Things might suck now, but
Don't worry; they'll suck much more
After you are dead.
I must admit that I stole the idea for this haiku from Nick Cave. He and the Bad Seeds covered the song on their 1996 album "Murder Ballads," a smorgasbord of violence, death and gore like no other pop album. Cave in an interview at the time suggested that the song, which sounds like a reassurance of deliverance after life in a painful world, could be read to suggest that the vale of tears that is life is surely eternal because, as Dylan tells us in each verse after describing something awful, "Death is not the end." I had to laugh when I heard that, and the more I thought about it, I'm not sure that Dylan didn't mean it that way when he released it on the 1988 album "Down in the Groove." (His backup singers were Full Force, all you old school rappers)

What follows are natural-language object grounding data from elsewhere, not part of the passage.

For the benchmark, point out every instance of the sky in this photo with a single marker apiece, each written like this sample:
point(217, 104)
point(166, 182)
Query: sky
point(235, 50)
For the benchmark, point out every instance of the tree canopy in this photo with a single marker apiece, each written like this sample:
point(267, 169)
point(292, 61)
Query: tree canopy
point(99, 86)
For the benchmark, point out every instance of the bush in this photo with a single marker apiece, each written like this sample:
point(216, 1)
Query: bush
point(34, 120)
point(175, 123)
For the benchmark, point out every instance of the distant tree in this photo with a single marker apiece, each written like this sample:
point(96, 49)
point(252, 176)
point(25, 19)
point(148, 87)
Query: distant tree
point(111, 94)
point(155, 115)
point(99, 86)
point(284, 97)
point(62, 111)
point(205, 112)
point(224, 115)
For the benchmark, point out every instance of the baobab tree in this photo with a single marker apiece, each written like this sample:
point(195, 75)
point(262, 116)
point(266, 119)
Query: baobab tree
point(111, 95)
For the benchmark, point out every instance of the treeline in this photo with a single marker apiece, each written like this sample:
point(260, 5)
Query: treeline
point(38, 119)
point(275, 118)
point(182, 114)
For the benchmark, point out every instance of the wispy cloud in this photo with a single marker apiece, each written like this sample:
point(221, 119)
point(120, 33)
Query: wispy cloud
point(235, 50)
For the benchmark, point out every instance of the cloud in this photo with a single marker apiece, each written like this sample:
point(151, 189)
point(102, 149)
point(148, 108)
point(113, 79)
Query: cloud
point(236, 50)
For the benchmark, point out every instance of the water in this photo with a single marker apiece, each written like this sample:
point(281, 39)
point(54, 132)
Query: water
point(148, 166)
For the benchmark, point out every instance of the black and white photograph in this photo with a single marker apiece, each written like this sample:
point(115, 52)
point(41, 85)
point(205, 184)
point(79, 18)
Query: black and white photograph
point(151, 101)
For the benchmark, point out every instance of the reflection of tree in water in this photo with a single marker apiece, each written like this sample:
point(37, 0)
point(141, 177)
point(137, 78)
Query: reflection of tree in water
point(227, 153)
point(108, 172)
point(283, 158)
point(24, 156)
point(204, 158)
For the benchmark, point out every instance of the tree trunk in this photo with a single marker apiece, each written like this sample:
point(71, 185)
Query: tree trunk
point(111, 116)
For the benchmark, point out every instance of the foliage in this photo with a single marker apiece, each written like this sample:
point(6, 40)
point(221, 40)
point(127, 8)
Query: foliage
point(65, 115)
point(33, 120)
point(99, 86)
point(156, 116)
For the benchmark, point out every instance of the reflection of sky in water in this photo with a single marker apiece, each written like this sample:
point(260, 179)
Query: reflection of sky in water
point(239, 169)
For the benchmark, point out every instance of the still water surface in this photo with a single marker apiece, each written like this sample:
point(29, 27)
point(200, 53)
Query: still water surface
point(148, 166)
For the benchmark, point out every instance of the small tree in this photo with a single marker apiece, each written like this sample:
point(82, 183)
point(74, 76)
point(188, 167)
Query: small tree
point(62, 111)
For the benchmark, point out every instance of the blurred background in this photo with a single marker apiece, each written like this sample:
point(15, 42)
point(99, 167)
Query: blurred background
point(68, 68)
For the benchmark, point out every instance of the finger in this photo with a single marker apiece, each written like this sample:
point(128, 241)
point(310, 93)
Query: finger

Here are the things for which you should be reassured, or horrified, to discover that death is not the end:
1. Sadness, loneliness, no friends, everything sacred broken and can't be mended.
2. Crossroads you can't comprehend, dreams vanished, unknown surprises around the bend.
3. Storm clouds, heavy rains, no one to comfort you, no one to lend a hand.
4. Cities on fire with the burning flesh of men, a lack of law-abiding citizens
In all seriousness, I think that Dylan meant this in an optimistic way, that death is deliverance, considering the middle-8 in the song:
Oh the tree of life is growing
Where the spirit never dies,
And the bright light of salvation shines
In dark and empty skies.
Keep all this in mind when you're contemplating the inevitable, and remember kids, don't drop acid and listen to this song.